The daiquiri package generates data quality reports that enable quick visual review of temporal shifts in record-level data. Time series plots showing aggregated values are automatically created for each data field (column) depending on its contents (e.g. min/max/mean values for numeric data, no. of distinct values for categorical data), as well as overviews for missing values, non-conformant values, and duplicated rows.

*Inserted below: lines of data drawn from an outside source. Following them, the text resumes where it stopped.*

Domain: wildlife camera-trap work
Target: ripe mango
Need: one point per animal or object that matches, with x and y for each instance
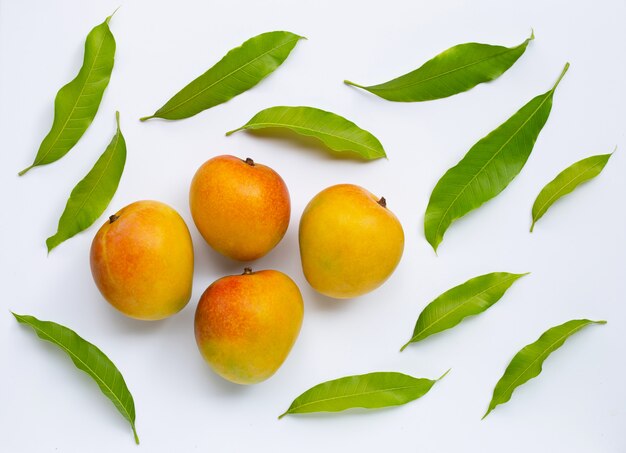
(350, 242)
(142, 261)
(240, 207)
(245, 325)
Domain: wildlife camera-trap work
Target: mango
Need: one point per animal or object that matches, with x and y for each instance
(245, 325)
(142, 261)
(240, 207)
(350, 242)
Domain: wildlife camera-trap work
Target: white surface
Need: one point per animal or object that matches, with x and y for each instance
(576, 254)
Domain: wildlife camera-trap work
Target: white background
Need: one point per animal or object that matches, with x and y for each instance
(576, 254)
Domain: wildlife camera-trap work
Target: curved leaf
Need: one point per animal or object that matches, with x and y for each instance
(93, 193)
(334, 131)
(566, 182)
(88, 358)
(488, 167)
(453, 71)
(370, 391)
(468, 299)
(528, 362)
(240, 69)
(76, 104)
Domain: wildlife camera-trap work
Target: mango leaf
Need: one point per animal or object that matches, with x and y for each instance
(93, 193)
(238, 71)
(566, 182)
(468, 299)
(370, 391)
(528, 362)
(488, 167)
(334, 131)
(88, 358)
(76, 104)
(453, 71)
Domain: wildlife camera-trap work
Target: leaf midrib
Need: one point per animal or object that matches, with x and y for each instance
(336, 398)
(91, 69)
(508, 49)
(269, 124)
(92, 372)
(165, 112)
(117, 138)
(547, 350)
(458, 307)
(557, 194)
(546, 96)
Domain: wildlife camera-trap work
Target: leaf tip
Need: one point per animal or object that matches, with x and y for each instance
(229, 133)
(443, 375)
(23, 172)
(347, 82)
(51, 243)
(563, 72)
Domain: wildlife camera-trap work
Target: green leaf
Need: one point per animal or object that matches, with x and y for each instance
(334, 131)
(566, 182)
(88, 358)
(453, 71)
(527, 363)
(240, 69)
(488, 167)
(468, 299)
(92, 194)
(76, 104)
(370, 391)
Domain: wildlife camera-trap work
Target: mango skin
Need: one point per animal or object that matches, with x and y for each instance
(241, 209)
(142, 261)
(245, 325)
(349, 243)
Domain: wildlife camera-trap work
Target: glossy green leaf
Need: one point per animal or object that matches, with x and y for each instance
(92, 194)
(76, 104)
(488, 167)
(370, 391)
(566, 182)
(453, 71)
(240, 69)
(334, 131)
(88, 358)
(528, 362)
(468, 299)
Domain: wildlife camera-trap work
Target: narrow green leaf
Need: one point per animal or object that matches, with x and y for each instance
(93, 193)
(88, 358)
(528, 362)
(468, 299)
(240, 69)
(76, 104)
(453, 71)
(334, 131)
(370, 391)
(488, 167)
(566, 182)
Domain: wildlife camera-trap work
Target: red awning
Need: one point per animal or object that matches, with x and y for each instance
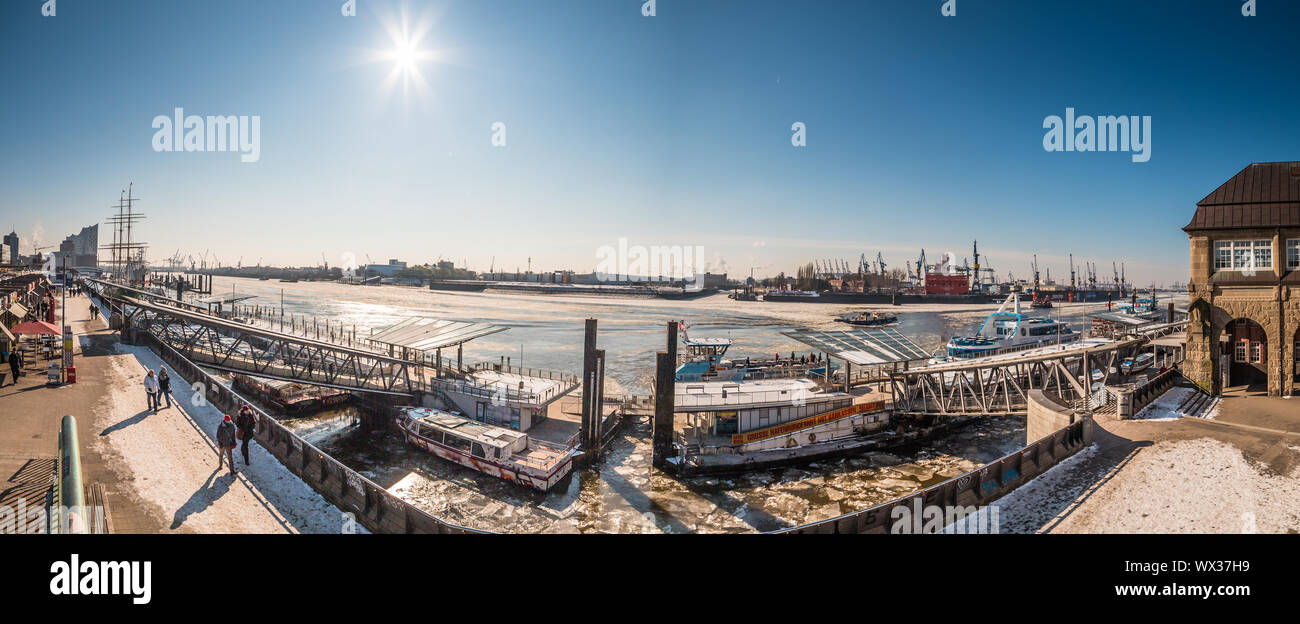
(39, 328)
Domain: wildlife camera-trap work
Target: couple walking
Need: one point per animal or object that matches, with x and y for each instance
(157, 388)
(241, 428)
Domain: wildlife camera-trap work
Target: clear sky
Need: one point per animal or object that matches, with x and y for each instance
(922, 130)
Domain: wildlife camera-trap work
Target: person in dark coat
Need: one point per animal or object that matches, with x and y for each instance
(164, 385)
(226, 443)
(247, 425)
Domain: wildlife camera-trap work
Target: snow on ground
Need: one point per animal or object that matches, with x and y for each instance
(1190, 486)
(170, 458)
(1166, 406)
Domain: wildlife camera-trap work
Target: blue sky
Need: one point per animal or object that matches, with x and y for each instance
(922, 130)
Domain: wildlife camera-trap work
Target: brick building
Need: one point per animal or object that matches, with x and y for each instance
(1244, 289)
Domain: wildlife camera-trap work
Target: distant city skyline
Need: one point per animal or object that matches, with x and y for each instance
(494, 133)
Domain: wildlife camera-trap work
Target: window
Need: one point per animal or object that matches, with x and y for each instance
(456, 442)
(1243, 255)
(1222, 255)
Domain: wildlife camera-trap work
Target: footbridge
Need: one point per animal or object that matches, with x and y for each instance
(225, 345)
(1001, 385)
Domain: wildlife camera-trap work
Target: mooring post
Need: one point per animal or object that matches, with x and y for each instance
(590, 408)
(666, 371)
(663, 408)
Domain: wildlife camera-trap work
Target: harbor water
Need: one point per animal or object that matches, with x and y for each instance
(623, 493)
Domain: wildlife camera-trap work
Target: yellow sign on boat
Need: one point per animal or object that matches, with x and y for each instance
(794, 425)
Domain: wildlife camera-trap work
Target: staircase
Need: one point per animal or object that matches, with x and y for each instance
(1196, 404)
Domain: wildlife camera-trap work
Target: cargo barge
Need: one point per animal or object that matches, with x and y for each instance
(492, 450)
(570, 289)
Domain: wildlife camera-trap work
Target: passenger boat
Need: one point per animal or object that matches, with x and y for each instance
(871, 319)
(1010, 330)
(740, 427)
(1139, 363)
(492, 450)
(791, 295)
(705, 363)
(289, 397)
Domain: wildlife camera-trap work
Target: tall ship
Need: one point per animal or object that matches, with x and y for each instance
(1010, 330)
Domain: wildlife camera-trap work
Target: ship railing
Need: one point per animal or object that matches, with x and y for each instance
(495, 390)
(684, 397)
(542, 373)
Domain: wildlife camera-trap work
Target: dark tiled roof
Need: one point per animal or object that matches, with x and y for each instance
(1261, 195)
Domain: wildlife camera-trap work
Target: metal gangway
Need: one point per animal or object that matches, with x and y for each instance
(235, 347)
(1001, 385)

Essentially, it takes input such as this:



And outputs this:



The resulting html reports are shareable and can contribute to forming a transparent record of the entire analysis process. It is designed with electronic health records in mind, but can be used for any type of record-level temporal data.

## Why should I use it?

Large routinely-collected datasets are increasingly being used in research. However, given their data are collected for operational rather than research purposes, there is a greater-than-usual need for them to be checked for data quality issues before any analyses are conducted. Events occurring at the institutional level such as software updates, new machinery or processes can cause temporal artefacts that, if not identified and taken into account, can lead to biased results and incorrect conclusions. For example, the figures below show real data from a large hospital in the UK, and how it has changed over time.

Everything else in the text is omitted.